I don’t quite know what I just saw, but I liked it. That’s the best way I can summarize the newly-released teaser for Dope, one of the most talked about films at Sundance this year. Rather than really show us much from the actual film, we’re introduced to the three main characters mostly by getting a quick glance at what appears to be the home pages of their respective blogs, yet we also see an onslaught of 90s nostalgia, like the main character’s recreation of the MC Hammer dance and someone playing a rad-looking Super Nintendo-esque video game. Is this a period piece, or some hip indie flick about current teenagers? It’s the latter, but you wouldn’t know that from the teaser:
Produced by Forest Whitaker and Puff Daddy and directed by Rick Famuyiwa (Talk to Me), Dope walked into Sundance an independent film and walked out of it with distribution deals with Open Road Films and Sony (who are splitting the domestic/international rights) for an upfront fee of $7 million plus a guaranteed $20 million in marketing and promotion. As the teaser says at the end, this is not going to be one those indies forced to do a day-and-date release on VOD and in limited theaters. It’s only playing in theaters, set to premiere on June 19, 2015.
I remember glancing at The Hollywood Reporter’s review of Dope during Sundance, but for whatever reason I didn’t actually read it. Now that I’ve seen the teaser I’m intrigued, yet debating whether to just let this movie surprise me or seek out some new information. For example, what is this even about? Who’s in it? Would you rather wait to find out? Well, stop reading right now, and remember to look up come late June to see if Dope is playing in a theater near you.

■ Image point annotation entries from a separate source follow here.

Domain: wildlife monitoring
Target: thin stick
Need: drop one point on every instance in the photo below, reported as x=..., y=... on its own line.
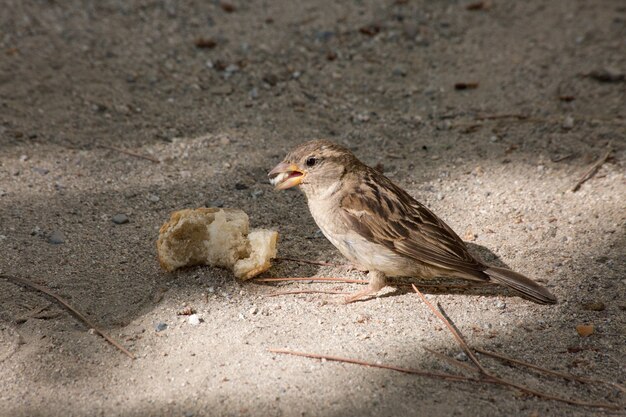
x=456, y=335
x=500, y=116
x=362, y=281
x=450, y=377
x=81, y=316
x=131, y=153
x=323, y=279
x=593, y=169
x=453, y=361
x=277, y=294
x=549, y=371
x=305, y=261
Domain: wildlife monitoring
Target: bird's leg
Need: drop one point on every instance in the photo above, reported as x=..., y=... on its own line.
x=377, y=283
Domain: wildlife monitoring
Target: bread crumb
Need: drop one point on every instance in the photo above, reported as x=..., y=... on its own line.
x=218, y=237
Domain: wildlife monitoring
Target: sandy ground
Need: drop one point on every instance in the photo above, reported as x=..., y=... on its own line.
x=77, y=78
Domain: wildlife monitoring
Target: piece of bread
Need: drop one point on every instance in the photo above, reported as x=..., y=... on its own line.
x=218, y=237
x=263, y=250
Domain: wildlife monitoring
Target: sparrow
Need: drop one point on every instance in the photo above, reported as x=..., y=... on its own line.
x=382, y=229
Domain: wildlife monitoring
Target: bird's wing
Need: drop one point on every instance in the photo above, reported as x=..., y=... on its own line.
x=385, y=214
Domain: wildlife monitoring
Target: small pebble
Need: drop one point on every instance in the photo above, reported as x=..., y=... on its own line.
x=41, y=171
x=120, y=218
x=399, y=71
x=254, y=93
x=214, y=203
x=585, y=330
x=194, y=319
x=594, y=306
x=56, y=238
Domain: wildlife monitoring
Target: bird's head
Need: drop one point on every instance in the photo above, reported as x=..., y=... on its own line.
x=315, y=166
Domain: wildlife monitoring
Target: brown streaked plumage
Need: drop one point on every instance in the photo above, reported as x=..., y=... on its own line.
x=379, y=226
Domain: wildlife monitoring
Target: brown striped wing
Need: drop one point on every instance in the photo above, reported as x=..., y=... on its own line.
x=383, y=213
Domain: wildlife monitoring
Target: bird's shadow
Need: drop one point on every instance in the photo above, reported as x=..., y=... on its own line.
x=443, y=285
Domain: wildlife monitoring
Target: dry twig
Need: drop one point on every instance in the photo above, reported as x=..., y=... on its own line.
x=449, y=377
x=593, y=169
x=64, y=303
x=568, y=377
x=305, y=261
x=456, y=334
x=279, y=293
x=485, y=376
x=322, y=279
x=131, y=153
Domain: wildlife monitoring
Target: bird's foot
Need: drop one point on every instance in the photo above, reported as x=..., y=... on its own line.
x=359, y=295
x=377, y=283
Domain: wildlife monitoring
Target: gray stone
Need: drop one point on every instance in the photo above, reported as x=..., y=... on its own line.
x=56, y=237
x=120, y=218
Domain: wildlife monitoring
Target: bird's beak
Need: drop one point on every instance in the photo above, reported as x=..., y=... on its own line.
x=285, y=176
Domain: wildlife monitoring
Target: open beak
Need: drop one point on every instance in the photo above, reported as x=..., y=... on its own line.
x=285, y=176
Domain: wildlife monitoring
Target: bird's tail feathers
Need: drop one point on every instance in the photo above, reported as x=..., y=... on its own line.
x=522, y=284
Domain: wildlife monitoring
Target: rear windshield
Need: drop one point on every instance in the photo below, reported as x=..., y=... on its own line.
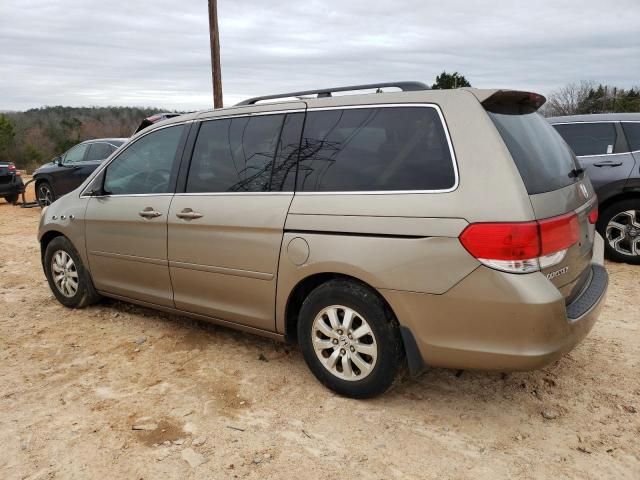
x=543, y=158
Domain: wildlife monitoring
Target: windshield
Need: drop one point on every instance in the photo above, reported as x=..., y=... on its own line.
x=543, y=158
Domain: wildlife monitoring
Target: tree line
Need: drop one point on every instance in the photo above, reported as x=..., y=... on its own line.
x=587, y=97
x=35, y=136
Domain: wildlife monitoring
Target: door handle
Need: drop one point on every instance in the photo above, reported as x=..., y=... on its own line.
x=608, y=163
x=188, y=214
x=149, y=213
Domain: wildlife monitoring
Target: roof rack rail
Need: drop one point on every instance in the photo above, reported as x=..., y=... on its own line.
x=327, y=92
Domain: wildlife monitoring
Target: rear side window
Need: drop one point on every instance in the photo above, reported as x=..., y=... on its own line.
x=589, y=138
x=543, y=159
x=99, y=151
x=76, y=154
x=375, y=149
x=632, y=131
x=235, y=154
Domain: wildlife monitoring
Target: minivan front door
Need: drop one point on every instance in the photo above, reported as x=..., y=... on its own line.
x=126, y=224
x=226, y=228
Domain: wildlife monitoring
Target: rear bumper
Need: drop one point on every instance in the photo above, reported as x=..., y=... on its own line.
x=497, y=321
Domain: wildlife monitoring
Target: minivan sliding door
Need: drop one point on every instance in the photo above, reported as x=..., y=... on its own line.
x=226, y=229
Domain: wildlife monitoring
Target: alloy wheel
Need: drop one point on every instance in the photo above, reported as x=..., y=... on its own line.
x=623, y=232
x=64, y=273
x=344, y=343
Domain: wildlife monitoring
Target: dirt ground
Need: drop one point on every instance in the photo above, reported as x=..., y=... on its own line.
x=117, y=391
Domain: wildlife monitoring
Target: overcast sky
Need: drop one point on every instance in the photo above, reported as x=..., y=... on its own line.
x=156, y=52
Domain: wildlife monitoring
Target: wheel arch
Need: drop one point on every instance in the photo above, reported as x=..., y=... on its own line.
x=46, y=239
x=305, y=286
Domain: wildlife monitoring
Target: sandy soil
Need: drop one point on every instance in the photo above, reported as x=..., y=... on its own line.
x=117, y=391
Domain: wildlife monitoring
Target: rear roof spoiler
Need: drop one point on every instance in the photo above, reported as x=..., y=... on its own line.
x=509, y=101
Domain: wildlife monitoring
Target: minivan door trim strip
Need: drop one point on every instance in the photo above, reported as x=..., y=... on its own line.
x=221, y=270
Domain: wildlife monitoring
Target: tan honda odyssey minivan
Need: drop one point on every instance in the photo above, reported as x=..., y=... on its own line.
x=450, y=228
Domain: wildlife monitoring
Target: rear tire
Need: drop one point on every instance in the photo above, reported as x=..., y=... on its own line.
x=68, y=278
x=619, y=225
x=350, y=339
x=45, y=194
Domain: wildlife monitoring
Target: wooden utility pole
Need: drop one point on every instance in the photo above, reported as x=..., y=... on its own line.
x=215, y=54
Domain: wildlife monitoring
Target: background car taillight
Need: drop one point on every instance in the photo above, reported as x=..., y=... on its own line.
x=522, y=247
x=12, y=169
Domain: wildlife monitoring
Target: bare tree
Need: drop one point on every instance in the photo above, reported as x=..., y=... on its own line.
x=567, y=100
x=215, y=54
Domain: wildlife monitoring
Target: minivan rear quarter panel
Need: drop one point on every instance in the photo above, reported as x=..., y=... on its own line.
x=406, y=241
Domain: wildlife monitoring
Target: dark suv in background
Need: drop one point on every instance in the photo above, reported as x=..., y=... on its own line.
x=608, y=148
x=66, y=172
x=10, y=182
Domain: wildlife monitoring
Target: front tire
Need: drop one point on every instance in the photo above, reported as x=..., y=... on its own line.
x=68, y=278
x=619, y=225
x=350, y=339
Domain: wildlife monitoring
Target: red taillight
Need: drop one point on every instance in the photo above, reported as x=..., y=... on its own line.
x=519, y=242
x=558, y=233
x=502, y=241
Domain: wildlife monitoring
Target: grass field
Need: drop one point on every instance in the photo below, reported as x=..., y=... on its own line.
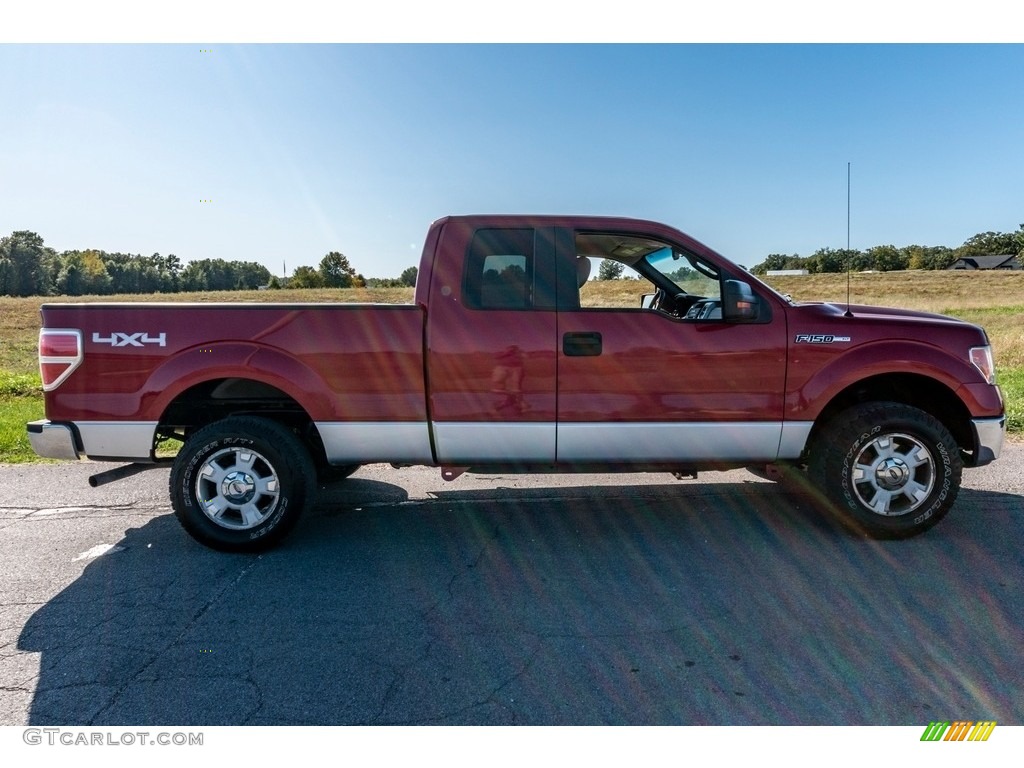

Want a little more information? Okay. According to THR’s review, Dope is set in the director’s hometown of Inglewood, Calif., and focuses on three nerdy kids who look like runaways from the 1990s, led by a breakout performance from Shameik Moore as Malcom. His partners in geekiness are Jib (played by Tony Revolori, the bellboy from The Grand Budapest Hotel) and butch lesbian Diggy (played by Transparent’s Kiersey Clemons). The three of them love ‘90s hip-hop and other “shit white people like,” such as “Donald Glover and good grades.” They have a garage band together, but the main plot involves them somewhat hilariously becoming the concerned owners of a huge stash of drugs. The rest of the cast is “culled from comedy, rap, TV, and modeling,” with maybe the most recognizable name being Zoe Kravitz as Malcolm’s love interest.
If you glance at RottenTomatoes’ pull-quotes from the 9 current Dope reviews you see phrases like “every editorial trick in the book, from split-screen to freeze-frames” and “Like an urban Risky Business” and “A fast-paced throwback that is a little like a mix of House Party and Boyz n the Hood” and “It’s about kids who we’re generally not asked to care about: a cast almost entirely made up of actors of colour.”
That last one really stands out to me. The director, Famuyiwa, was just quoted in an Entertainment Weekly article about the state of racial diversity in the films Hollywood makes, “Putting diverse faces on screen is the most American thing you can do. Throughout history, what’s distinguished this country-by force or choice-is that we’re a nation of immigrants from vastly different cultures. The clash and celebration of that is who we are.” He appears to have done just that with Dope, which comes off as a less racially-focused cousin to one of last year’s Sundance hits, Justin Simien’s Dear White People.
This looks like it will be a film worth seeing. Do you agree? Is there not nearly enough in this teaser to jump to that conclusion?